The Bible reader is introduced to this godly Christian in Acts 20. Tychicus was one of the seven brethren who accompanied Paul and Luke when the Great Collection was physically transported from the congregations in Asia Minor and Europe (Acts 20:4-6) to the needy, destitute saints in Jerusalem and Judaea. Unlike Sopater, Aristarchus, Secundus, and Gaius, Luke does not identify which city of Asia Tychicus haled from. Because of this, it is impossible to know where Paul and Tychicus may have first met or how long they knew each other.
Though the Bible writers exercise their usual brevity and economy of words, the pregnant descriptors used by Paul in reference to Tychicus deliver a worthy example to study and imitate.

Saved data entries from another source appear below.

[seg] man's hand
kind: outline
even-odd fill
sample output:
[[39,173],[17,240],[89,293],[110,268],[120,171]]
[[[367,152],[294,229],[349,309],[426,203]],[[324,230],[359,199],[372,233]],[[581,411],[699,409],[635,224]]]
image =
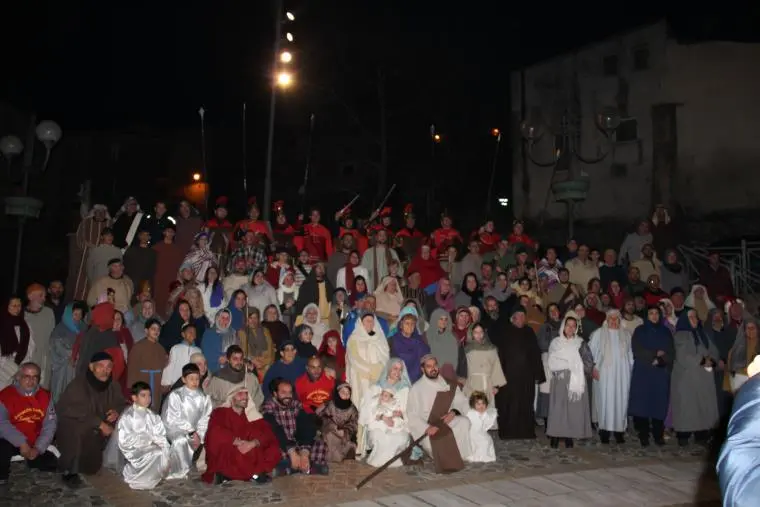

Tychicus was trustworthy. To be one of the men tasked with transporting a generous monetary gift over hundreds of miles indicates a noteworthy level of dependability and integrity. On this occasion, the trustworthy Tychicus was tasked by Paul himself to deliver the letter to the Ephesians (Ephesians 6:21-22) and his epistle to the Colossians (Colossians 4:7) while accompanying the runaway slave Onesimus as he returned to his master Philemon (Colossians 4:9; Philemon 1-16). Clearly, Tychicus was trustworthy.
Tychicus was a beloved brother. The time and work Tychicus had shared with the apostle Paul had kindled a deep and rich agape bond between these two brothers in Christ. Though Paul was an apostle (and thus an ambassador of Christ) and Tychicus was not, his superior authority in Christ in no way hindered their relationship. Paul saw Tychicus as an equal—his brother to love, not an inferior to lord over. What a great example of sincere, fervent, pure-hearted brotherly love (1 Peter 1:22)!